Zu verdanken ist dieses nicht alltägliche Museum dem Sohn einer Puppenspielerfamilie, Fritz Fey Junior, der sich über viele Jahrzehnte dafür engagierte. Wer selbst einmal ein Puppenspiel erleben möchte, kann das im angrenzenden Figurentheater Lübeck, in dem Stücke für Kinder aber auch für Erwachsene gespielt werden.
Ebenfalls in restaurierten denkmalgeschützten historischen Gebäuden befindet sich nur wenige Meter entfernt die Musikhochschule Lübeck, die einzige Musikhochschule Schleswig-Holsteins. Die prachtvollen Fassaden stammen aus dem Rokoko und dem Klassizismus. Seit einigen Jahren gehört auch die Holstentor-Halle auf der anderen Seite der Trave zur Schule. Hier befinden sich ein Musikstudio, Hörsäle sowie Übungsräume.
Am Malerwinkel, Lübecks besonders schönem Ort
Sucht man einen Ort nach dem Motto „Wo Lübeck besonders schön aussieht“, dann hat man am Malerwinkel ausgezeichnete Karten.
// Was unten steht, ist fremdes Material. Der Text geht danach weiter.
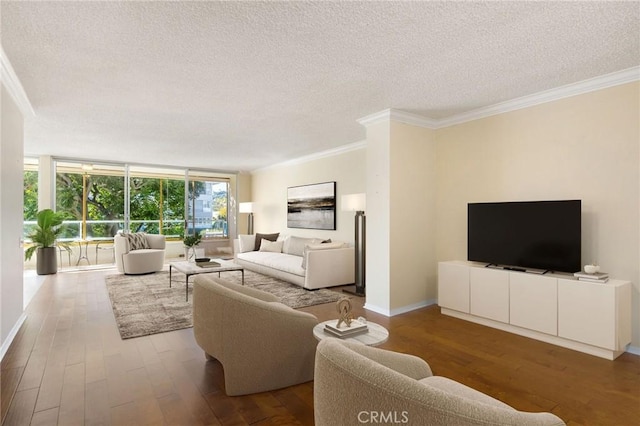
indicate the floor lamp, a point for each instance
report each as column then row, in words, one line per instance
column 357, row 203
column 248, row 208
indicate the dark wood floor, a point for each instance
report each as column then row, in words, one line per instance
column 69, row 366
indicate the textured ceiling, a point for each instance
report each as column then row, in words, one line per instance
column 244, row 85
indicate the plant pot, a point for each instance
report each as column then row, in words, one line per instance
column 46, row 261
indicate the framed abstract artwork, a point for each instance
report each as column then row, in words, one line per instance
column 312, row 206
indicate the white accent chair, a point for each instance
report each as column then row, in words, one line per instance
column 140, row 261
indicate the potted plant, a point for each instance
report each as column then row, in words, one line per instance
column 190, row 242
column 43, row 238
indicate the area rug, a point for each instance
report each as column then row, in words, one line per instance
column 144, row 304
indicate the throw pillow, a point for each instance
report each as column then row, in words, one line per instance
column 325, row 246
column 260, row 237
column 271, row 246
column 246, row 243
column 137, row 241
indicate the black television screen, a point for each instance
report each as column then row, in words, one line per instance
column 544, row 235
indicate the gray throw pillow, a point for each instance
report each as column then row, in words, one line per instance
column 137, row 241
column 260, row 237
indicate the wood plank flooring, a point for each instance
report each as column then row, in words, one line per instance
column 68, row 366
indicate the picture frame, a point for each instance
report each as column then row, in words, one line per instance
column 312, row 206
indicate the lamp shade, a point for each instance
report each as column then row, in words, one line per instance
column 354, row 202
column 246, row 207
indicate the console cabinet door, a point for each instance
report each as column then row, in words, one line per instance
column 489, row 294
column 533, row 302
column 587, row 313
column 453, row 286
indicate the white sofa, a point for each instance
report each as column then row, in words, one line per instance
column 139, row 253
column 307, row 262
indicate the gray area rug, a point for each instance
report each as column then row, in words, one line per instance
column 144, row 304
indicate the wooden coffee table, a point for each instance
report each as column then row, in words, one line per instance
column 191, row 268
column 374, row 336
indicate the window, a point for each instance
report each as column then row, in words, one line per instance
column 30, row 197
column 98, row 200
column 92, row 199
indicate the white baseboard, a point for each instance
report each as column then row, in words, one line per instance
column 401, row 310
column 12, row 335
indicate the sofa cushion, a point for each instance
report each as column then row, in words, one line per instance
column 280, row 261
column 271, row 246
column 260, row 237
column 455, row 388
column 295, row 245
column 322, row 246
column 137, row 240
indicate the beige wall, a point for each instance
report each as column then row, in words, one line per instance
column 269, row 192
column 11, row 252
column 584, row 147
column 413, row 225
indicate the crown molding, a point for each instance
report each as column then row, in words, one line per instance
column 318, row 155
column 398, row 115
column 14, row 87
column 597, row 83
column 590, row 85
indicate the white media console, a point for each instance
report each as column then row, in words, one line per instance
column 594, row 318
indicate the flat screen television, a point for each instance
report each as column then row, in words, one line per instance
column 542, row 235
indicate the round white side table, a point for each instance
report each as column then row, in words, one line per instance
column 374, row 336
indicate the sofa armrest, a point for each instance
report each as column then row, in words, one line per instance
column 157, row 242
column 331, row 267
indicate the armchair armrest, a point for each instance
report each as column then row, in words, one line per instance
column 121, row 244
column 409, row 365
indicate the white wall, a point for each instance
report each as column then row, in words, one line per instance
column 269, row 191
column 378, row 212
column 585, row 147
column 11, row 251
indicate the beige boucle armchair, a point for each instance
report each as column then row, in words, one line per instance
column 143, row 260
column 356, row 384
column 261, row 343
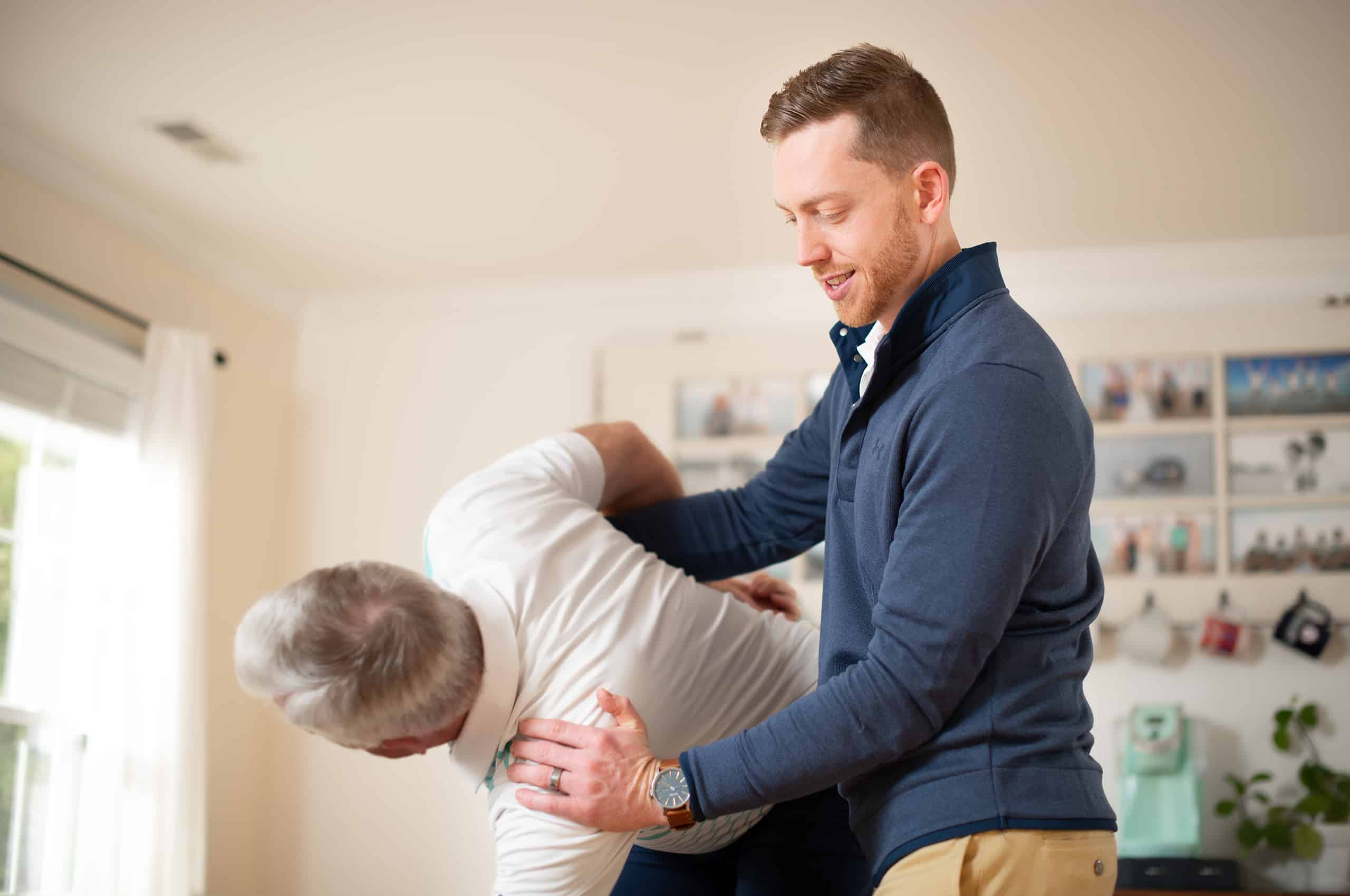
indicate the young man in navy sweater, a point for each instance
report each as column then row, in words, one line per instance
column 949, row 469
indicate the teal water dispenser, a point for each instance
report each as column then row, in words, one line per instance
column 1161, row 783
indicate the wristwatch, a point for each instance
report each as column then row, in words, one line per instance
column 670, row 790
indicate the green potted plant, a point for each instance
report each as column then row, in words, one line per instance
column 1317, row 827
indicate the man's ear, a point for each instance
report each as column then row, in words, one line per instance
column 931, row 191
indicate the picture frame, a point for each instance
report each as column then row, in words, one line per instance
column 1155, row 466
column 1284, row 385
column 736, row 406
column 1275, row 540
column 1290, row 462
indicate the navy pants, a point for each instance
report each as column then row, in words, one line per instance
column 804, row 846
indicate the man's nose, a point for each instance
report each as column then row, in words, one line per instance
column 811, row 247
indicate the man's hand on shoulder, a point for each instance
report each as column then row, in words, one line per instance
column 762, row 593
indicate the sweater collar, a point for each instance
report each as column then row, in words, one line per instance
column 966, row 277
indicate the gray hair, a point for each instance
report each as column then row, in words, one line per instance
column 362, row 652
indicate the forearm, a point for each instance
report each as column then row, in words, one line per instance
column 777, row 516
column 637, row 473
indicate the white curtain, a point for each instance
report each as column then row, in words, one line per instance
column 115, row 646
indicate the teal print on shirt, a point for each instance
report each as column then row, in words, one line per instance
column 503, row 759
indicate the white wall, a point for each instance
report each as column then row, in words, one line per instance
column 400, row 396
column 253, row 394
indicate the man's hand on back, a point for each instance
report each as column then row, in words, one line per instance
column 762, row 593
column 606, row 772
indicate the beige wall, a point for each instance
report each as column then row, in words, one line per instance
column 247, row 482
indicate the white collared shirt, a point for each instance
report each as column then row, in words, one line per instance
column 869, row 353
column 567, row 605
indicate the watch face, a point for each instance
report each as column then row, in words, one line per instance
column 671, row 790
Viele Künstler hatten dies früher auch schon bemerkt, saßen hier am Ufer der Trave und zeichneten voller Begeisterung den eindrucksvollen Blick auf die Altstadt. So kam dieser Flecken zu seinem Namen. Den besten Anblick hat man dabei vom anderen Ufer nach dem Überqueren der Fußgängerbrücke an der Dankwartsgrube.
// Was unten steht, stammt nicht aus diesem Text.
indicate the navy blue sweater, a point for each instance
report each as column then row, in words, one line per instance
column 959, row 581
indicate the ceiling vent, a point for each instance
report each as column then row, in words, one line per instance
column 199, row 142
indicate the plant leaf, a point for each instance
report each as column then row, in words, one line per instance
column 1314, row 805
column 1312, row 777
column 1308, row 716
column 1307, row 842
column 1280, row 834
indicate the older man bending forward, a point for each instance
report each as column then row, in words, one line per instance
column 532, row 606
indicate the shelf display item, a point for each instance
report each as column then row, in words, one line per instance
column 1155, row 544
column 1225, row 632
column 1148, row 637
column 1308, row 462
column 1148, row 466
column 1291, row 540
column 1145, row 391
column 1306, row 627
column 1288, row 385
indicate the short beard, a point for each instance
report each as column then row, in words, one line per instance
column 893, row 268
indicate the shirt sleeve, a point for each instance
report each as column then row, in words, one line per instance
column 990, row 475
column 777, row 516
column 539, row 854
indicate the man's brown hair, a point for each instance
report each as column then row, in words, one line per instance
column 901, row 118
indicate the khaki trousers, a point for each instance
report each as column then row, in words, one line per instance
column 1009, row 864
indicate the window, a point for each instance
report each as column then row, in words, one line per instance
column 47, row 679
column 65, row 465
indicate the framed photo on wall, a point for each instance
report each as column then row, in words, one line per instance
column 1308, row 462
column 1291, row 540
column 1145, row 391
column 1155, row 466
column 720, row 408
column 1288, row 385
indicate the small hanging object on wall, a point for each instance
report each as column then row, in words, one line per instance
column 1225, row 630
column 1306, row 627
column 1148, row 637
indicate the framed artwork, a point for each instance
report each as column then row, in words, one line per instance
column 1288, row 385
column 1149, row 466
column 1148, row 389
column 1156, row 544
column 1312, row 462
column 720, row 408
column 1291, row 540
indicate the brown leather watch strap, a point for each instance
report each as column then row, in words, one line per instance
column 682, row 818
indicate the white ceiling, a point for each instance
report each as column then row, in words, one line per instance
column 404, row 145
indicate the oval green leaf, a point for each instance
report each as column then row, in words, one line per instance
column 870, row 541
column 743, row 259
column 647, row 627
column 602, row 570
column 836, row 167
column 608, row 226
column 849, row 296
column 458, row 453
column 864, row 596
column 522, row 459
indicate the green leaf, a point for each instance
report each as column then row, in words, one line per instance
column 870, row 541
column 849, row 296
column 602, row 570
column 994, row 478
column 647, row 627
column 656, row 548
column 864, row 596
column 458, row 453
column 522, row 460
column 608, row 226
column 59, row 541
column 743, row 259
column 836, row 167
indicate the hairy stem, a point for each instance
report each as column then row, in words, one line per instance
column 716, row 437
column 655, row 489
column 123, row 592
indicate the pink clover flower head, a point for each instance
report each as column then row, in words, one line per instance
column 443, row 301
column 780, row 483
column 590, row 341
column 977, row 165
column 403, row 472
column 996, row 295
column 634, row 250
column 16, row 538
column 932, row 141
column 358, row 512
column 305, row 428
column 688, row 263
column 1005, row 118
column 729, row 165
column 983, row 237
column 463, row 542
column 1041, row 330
Dabei war dieser wunderschöne Teil der Altstadt vor Jahrhunderten alles andere als romantisch. Alles war überaus eng bebaut und die hygienischen Verhältnisse spotteten – wie so oft zur damaligen Zeit – jeder Beschreibung. Zudem teilten sich den engen Raum noch zahlreiche Nutztiere mit den Bewohnern. So wundert es nicht, dass immer wieder Seuchen auftraten. Im Jahre 1350 raffte die Pest ein Viertel der gesamten Bevölkerung Lübecks dahin.
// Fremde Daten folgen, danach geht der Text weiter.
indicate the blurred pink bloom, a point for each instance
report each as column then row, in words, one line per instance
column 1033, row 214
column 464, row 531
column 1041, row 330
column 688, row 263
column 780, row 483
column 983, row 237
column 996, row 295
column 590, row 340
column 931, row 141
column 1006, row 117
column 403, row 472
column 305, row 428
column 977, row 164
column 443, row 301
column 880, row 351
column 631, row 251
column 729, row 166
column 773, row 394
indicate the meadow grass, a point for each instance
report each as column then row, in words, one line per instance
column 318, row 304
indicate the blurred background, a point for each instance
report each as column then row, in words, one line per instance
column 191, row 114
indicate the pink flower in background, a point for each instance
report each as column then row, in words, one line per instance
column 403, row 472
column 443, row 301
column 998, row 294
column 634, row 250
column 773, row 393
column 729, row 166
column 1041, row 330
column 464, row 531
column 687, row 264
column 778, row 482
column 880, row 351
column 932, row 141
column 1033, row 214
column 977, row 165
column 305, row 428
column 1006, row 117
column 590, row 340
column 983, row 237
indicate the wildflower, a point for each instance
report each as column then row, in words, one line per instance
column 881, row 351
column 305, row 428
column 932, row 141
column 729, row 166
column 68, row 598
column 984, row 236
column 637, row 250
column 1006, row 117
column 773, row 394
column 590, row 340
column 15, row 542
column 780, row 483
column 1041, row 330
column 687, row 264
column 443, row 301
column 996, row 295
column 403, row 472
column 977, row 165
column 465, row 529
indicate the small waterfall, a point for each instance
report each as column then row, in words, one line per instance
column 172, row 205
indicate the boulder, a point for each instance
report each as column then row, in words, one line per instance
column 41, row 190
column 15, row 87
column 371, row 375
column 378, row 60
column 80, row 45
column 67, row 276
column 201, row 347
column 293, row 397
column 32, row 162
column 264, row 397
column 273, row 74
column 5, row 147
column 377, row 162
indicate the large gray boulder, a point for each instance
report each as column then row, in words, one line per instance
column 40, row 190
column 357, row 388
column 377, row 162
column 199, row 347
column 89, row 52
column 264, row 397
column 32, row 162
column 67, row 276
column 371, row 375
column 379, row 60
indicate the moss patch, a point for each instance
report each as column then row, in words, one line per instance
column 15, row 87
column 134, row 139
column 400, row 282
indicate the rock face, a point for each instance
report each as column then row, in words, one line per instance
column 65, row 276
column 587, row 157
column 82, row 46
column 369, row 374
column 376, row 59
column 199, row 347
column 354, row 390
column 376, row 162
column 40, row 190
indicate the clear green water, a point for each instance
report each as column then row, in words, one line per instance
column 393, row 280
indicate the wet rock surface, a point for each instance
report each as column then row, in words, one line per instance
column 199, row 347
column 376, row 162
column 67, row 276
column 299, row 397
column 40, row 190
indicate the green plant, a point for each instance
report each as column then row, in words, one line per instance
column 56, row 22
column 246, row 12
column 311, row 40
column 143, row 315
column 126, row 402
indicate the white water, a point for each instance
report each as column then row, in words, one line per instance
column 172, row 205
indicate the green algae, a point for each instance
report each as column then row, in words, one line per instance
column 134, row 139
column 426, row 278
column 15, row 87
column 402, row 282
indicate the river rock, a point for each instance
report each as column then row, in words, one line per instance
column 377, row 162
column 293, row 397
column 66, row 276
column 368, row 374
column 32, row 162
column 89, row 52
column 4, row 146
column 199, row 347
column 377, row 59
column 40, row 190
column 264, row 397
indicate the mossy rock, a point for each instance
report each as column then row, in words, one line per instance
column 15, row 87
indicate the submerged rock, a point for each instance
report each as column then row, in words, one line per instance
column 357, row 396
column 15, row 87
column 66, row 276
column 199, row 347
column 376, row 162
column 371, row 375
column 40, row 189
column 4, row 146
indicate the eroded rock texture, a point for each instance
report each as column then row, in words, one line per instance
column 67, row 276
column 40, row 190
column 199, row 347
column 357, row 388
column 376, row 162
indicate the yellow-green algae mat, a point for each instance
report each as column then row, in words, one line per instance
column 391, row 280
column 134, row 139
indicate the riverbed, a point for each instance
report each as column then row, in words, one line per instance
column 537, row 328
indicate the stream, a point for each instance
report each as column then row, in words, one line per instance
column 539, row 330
Heute gibt es diese Probleme glücklicherweise nicht mehr und wir konnten den Blick auf diesen Teil der Altstadt sowie das Spazieren durch die eindrucksvollen Gassen richtig genießen. Hier fanden wir auch noch viele der Lübecker Gänge, jene meist sehr niedrigen Durchgänge, die zu den Hinterhöfen mit den „Buden“ - winzigen Häuschen - führen und eine Spezialität der Hansestadt darstellen. Das dieses Viertel etwas Besonders ist, zeigt sich auch daran, dass hier Szenen für den Buddenbrook-Film gedreht wurden.